Auch die Nach-Weihnachtszeit bleibt Märchenzeit

"Religion ist das Opium des Volkes", schrieb einst Karl Marx. Mittlerweile ist offensichtlich ein erheblicher Kampf um den harten Stoff, eben dieses Volk, entbrannt. Es kommt dann wohl nicht von ungefähr, dass dpa bereitwillig eine Meldung des unlängst gekürten Oberhirten von Hildesheim, Heiner Wilmer, in die Welt posaunt und sich die deutsche Medienlandschaft, stellvertretend seien die Süddeutsche Zeitung und RTL genannt, einmal mehr ohne Not als Sprachrohr des Heilskonzerns Katholische Kirche versteht. Schließlich ist Nach-Weihnachtszeit, Winterzeit, dunkle Zeit, Zeit der Sentimentalitäten. Gibt es eine bessere Zeit für die Kirchen, für Glaubensgemeinschaften und esoterische Vereinigungen, die Öffentlichkeit wieder und wieder mit frohen Botschaften zu beglücken?

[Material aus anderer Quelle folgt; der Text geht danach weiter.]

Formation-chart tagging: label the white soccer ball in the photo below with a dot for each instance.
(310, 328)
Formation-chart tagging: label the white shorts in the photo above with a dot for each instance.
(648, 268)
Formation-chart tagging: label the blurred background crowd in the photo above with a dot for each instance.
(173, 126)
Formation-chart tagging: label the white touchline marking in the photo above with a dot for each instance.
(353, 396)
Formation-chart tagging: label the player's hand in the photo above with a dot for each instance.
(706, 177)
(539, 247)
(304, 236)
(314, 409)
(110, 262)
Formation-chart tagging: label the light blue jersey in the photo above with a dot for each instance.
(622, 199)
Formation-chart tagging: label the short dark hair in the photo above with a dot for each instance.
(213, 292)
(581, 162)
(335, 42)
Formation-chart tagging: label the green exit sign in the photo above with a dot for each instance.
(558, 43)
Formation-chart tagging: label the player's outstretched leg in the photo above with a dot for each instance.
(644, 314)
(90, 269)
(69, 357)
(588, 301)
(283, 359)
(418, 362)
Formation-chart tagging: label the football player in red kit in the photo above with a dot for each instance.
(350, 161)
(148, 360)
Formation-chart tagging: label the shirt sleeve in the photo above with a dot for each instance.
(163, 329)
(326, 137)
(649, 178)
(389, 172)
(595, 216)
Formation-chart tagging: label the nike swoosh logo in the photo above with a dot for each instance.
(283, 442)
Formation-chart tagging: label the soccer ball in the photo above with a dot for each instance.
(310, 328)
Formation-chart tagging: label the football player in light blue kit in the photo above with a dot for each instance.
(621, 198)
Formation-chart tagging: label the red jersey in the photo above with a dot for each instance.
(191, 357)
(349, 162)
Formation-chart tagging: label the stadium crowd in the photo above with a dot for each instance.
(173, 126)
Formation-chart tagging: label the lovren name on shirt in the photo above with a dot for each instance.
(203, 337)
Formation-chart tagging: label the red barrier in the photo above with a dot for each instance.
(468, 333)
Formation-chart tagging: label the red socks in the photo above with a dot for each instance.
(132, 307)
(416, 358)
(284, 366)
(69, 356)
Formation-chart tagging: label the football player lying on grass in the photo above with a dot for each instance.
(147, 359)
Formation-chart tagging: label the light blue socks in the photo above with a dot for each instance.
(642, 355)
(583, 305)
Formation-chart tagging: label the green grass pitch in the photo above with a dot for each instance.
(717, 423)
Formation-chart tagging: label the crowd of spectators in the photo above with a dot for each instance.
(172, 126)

Freilich, im speziellen Falle reibt sich der Leser verwundert die Augen, denn es geht erstmal gar nicht so vordergründig um die Geschichte vom guten Hirten, es geht vielmehr um Existenz und Ausrichtung der Catholica. Von einer aufziehenden "IKEA-Religion" spricht der Hildesheimer Seelenführer und sorgt sich. "Es gibt schätzungsweise dreihundertdreißig Religionen mit über einhunderttausend verschiedenen Glaubensgemeinschaften … sowie ca. fünfhunderttausend Götter. Hunderttausende von Propheten, Gurus, Priestern, Imamen, Rabbinern, Schamanen, Geistheilern … widersprechen sich in nahezu allen Annahmen und Glaubensinhalten" (A. Kilian).

Diese Sorge verkleidet sich einmal mehr als Hilfsangebot, allein Hirte Wilmer ist darüber entsetzt, dass das Alleinstellungsmerkmal seiner Kirche schwindet, ist sie doch – und nur sie! – nach eigenem Verständnis allein seligmachend. Denn was sonst könnte Veranlassung bieten, über Gläubige herzufallen, die sich ihre Religion selbst basteln wollen oder sich in anderen religiösen Gefilden behaust fühlen? Ginge es (ihm) um Religion, um Spiritualität, gäbe es ja keinen Grund zur Aufregung. Doch es ist der Gläubige, der da so beliebig und somit falsch glaubt, der dem Oberhirten ein Dorn im Auge ist. Vordergründig ist ihm allein die exklusiv heilsvermittelnde Funktion seines Glaubenskonzerns. Kein Heil und keine Seligkeit außerhalb der katholischen Kirche – so war es und ist es und soll es zukünftig sein.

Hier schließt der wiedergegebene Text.